O sol não se arriscou muito no
céu pelo dia. Logo pela manhã, no silêncio humano do fim da madrugada, os
insetos noturnos já retornavam de sua longa jornada noturna. Era preciso ir
embora antes do aviso dos pássaros. O ar naquela manhã estava bem úmido. Fazia
um pouco de frio também. Tudo prometia um inverno bem úmido. Os insetos
noturnos se recolheram à medida em que foram substituídos pelos insetos diurnos
naquele cenário. E a manhã apenas começando.

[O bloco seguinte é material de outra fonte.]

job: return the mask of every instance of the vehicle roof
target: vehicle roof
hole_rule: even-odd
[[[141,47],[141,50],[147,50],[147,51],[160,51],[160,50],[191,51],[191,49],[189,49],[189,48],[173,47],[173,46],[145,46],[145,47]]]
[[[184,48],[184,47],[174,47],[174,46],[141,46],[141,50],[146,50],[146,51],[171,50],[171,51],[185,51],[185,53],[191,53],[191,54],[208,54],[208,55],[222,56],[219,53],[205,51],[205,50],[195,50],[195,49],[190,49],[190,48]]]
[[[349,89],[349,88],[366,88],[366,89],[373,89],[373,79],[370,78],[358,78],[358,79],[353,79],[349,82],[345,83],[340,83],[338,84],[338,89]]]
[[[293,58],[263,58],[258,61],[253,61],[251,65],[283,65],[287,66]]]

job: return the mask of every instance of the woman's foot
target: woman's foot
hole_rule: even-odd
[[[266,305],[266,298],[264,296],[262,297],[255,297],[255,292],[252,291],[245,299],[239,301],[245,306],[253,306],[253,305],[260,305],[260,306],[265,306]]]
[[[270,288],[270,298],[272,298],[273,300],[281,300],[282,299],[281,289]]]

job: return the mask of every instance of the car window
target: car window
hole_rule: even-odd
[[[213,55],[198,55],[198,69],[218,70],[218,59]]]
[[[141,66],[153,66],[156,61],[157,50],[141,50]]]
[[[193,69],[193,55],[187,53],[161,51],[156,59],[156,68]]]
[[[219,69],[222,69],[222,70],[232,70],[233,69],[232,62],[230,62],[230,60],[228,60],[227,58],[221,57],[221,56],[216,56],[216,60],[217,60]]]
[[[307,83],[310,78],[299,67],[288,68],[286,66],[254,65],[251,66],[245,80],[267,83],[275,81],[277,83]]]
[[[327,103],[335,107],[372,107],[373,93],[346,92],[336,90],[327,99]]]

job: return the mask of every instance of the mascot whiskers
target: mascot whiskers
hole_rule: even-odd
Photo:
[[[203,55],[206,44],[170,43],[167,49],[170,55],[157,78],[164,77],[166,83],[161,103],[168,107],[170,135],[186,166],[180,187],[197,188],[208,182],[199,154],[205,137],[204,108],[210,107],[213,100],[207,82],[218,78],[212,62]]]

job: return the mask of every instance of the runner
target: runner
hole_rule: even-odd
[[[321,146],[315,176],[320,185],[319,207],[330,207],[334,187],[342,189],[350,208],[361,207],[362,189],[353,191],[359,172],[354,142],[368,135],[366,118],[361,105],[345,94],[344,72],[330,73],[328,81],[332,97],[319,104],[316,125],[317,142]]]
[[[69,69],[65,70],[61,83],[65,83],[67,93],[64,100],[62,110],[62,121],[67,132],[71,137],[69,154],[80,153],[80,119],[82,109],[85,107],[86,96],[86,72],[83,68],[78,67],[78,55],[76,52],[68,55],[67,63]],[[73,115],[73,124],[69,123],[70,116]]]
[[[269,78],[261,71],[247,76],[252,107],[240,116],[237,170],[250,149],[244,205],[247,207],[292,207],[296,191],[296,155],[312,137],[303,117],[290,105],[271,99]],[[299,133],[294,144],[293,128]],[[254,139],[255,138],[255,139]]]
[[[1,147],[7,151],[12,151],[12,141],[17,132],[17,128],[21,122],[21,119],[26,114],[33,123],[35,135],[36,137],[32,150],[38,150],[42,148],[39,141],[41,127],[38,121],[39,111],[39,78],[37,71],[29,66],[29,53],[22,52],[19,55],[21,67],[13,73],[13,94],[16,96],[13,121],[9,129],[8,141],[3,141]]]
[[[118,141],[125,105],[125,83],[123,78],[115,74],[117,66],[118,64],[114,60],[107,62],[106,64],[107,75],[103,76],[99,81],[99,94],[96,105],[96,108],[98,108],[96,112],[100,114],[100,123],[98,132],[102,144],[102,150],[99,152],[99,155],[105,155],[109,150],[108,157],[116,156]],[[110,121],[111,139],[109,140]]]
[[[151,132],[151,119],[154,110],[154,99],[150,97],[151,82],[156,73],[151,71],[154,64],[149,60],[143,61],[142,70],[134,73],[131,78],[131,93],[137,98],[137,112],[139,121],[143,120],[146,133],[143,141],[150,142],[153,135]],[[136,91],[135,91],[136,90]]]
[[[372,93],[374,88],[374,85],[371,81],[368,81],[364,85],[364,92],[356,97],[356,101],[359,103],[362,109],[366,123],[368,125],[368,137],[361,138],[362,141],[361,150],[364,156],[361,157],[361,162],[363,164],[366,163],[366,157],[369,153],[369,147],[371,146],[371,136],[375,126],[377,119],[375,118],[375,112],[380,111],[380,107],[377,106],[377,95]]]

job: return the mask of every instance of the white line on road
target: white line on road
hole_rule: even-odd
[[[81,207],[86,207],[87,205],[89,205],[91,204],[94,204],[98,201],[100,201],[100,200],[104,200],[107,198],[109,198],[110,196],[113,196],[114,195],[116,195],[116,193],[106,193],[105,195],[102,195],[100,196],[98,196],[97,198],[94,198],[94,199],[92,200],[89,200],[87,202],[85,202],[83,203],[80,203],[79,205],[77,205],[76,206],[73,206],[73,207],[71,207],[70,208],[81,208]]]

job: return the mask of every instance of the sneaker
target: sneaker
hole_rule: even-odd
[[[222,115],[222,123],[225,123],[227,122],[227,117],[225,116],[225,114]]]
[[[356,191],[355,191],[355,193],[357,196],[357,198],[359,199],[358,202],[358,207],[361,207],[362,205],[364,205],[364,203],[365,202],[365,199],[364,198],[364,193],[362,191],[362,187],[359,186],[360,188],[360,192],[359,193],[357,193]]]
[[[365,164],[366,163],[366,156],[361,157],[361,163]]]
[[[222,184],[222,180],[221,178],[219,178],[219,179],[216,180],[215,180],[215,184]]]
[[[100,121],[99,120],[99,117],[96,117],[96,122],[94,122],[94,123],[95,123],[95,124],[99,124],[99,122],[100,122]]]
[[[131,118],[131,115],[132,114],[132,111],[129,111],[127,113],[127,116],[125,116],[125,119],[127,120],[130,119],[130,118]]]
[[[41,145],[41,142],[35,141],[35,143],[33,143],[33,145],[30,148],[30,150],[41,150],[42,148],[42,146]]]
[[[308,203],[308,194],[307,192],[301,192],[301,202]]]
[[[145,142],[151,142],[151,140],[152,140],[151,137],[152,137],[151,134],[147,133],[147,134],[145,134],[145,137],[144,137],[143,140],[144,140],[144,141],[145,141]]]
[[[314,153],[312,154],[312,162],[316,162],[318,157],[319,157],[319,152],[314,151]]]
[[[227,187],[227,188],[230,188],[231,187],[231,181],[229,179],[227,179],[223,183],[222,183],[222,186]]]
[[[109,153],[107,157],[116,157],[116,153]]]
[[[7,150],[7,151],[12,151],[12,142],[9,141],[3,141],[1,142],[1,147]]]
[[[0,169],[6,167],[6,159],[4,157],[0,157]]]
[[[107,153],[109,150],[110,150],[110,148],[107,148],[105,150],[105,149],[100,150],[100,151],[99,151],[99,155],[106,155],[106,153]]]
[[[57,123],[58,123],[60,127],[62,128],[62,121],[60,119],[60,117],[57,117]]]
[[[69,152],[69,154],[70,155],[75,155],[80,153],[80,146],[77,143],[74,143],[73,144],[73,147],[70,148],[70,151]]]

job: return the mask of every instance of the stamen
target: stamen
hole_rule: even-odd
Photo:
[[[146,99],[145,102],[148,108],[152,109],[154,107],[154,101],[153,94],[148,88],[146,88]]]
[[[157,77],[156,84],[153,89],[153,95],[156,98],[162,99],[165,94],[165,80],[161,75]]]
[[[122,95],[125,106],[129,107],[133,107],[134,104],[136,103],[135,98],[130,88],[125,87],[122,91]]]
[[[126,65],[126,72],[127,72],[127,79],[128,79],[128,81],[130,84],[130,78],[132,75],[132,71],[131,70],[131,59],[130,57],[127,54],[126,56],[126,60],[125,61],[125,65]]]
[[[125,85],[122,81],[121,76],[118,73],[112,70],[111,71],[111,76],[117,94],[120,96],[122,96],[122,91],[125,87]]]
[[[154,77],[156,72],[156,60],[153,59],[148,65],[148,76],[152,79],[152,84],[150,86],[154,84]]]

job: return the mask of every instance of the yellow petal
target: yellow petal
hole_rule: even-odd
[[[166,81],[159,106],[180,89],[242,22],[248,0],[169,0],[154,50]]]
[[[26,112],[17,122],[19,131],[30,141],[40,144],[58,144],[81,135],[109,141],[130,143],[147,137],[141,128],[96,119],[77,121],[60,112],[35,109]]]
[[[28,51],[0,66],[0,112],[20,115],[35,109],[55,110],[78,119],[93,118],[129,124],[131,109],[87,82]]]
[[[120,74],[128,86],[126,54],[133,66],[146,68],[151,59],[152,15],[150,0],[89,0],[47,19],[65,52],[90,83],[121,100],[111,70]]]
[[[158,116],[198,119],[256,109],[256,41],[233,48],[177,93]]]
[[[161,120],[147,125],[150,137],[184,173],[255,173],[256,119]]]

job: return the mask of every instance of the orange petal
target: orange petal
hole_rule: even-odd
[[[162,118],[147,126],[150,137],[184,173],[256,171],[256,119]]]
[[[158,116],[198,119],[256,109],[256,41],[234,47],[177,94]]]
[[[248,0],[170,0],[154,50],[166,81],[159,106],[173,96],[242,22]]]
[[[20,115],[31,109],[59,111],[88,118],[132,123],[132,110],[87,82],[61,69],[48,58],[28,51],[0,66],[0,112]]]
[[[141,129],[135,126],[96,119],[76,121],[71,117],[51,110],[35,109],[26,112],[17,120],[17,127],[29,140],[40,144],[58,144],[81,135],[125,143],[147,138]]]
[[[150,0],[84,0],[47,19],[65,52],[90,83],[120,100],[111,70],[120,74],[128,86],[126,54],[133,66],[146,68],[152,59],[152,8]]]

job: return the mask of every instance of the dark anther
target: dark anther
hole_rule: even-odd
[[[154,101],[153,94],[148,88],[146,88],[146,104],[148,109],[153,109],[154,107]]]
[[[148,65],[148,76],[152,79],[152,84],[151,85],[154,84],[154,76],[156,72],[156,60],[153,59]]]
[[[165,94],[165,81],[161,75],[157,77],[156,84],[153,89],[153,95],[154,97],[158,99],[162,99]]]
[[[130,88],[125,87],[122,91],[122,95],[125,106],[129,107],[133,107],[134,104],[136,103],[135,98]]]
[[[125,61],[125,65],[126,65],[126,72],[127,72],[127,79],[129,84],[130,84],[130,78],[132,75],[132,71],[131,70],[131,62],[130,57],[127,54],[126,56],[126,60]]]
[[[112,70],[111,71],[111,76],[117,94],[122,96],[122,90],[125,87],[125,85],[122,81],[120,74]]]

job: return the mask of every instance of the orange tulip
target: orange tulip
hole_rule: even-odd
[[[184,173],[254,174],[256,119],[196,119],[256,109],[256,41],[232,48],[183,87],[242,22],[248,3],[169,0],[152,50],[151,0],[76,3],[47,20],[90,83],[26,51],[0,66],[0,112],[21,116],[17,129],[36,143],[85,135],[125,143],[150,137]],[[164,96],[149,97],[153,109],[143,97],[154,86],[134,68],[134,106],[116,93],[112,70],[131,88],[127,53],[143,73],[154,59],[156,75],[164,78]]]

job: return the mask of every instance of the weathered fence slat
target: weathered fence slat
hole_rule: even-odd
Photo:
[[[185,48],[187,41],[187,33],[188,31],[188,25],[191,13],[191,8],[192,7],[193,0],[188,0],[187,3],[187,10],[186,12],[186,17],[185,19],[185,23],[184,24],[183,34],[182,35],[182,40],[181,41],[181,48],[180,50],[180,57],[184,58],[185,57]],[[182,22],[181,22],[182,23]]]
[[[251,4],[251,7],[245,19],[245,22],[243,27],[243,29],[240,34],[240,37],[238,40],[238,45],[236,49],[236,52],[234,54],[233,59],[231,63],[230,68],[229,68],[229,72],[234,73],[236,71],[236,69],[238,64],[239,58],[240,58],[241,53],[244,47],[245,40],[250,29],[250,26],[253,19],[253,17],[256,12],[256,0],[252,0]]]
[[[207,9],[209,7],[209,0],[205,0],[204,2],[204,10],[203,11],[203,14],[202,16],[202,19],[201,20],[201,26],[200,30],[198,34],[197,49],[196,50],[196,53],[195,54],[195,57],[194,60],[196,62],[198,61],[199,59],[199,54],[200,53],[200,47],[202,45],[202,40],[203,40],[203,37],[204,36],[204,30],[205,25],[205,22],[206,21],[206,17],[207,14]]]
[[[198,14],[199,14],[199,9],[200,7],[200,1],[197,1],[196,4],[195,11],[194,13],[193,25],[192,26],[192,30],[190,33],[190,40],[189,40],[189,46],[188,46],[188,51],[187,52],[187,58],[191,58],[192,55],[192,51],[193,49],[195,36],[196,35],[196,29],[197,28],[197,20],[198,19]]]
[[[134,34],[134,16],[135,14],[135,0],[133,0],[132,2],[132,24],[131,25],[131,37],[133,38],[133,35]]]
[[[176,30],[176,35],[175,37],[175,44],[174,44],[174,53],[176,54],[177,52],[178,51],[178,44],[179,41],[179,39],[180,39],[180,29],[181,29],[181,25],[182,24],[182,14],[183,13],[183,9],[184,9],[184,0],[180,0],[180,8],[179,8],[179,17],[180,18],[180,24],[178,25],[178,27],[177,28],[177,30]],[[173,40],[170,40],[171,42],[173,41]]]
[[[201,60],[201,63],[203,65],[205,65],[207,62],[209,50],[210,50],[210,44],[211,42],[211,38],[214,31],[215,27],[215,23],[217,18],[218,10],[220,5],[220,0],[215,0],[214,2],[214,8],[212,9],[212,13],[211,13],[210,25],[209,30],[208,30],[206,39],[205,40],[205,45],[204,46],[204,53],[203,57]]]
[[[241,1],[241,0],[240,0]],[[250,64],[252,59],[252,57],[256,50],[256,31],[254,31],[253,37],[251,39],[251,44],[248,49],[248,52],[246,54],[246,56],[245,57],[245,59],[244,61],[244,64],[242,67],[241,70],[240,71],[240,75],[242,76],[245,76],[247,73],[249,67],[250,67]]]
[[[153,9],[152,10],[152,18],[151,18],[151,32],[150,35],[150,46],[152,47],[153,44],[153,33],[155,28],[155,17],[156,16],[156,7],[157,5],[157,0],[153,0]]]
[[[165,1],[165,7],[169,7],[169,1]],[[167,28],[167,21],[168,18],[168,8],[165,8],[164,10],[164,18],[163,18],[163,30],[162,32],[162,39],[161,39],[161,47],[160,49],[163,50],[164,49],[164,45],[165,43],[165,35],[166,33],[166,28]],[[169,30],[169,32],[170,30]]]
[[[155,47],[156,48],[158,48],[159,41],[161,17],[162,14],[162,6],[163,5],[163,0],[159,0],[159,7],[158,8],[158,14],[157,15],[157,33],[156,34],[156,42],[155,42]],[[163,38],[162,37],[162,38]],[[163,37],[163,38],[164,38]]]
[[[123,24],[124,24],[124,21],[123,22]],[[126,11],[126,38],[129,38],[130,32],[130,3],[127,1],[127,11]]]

Um sopro de tempo se deu naquele
instante, e o Sol, ainda oculto pela massa de nuvens no céu, não se manifestou
com nem mesmo uma faísca amarela. Estranhamente naquela manhã algo de diferente
no clima chegou. Uma neblina invadiu a cidade dos bichos e dos homens e começou
a ocultar cada pessoa, cada ser. A neblina seguiu tornando-se densa. Uma
densidade alienante. Não se via nada. Não se ouvia também um piu. Parecia que
tudo e todos estavam assistindo atentos àquela cena de suspense individual e
coletivo.
As brumas tinham mesmo esse poder
nas histórias antigas, contadas entre
os bichos ainda hoje em dia. Já os homens apenas recontam histórias inventadas
no cinema. E as brumas lá, pegando a todos de surpresa. Um filhotinho de pássaro no seu ninho olhava
atônito para sua mamãe pássaro. Pela janela de uma das casas, um par de
olhinhos esgueiravam-se rumo ao nada, bem pertinho dele, ao silêncio envolvente
das brumas. Os grilos, de pernas caladas, e as pétalas de rosa estavam encharcados
de um doce orvalho que cobria de bolhas toda e qualquer superfície que as
brumas tocassem.
Aquele momento fora como um
chamado individual. Aqueles que apenas temeram e esperaram respeitosamente a
situação mudar viveram em paz. Os outros, que aderiram à densa energia vital
que corria naquela bruma, esses sim viram que existe alguma coisa além, um quê
distante da humanice, um algo a ser descoberto no meio da fumaça. E em troca, a
bruma também se alimentou naquele instante dessa conexão com os seres da terra.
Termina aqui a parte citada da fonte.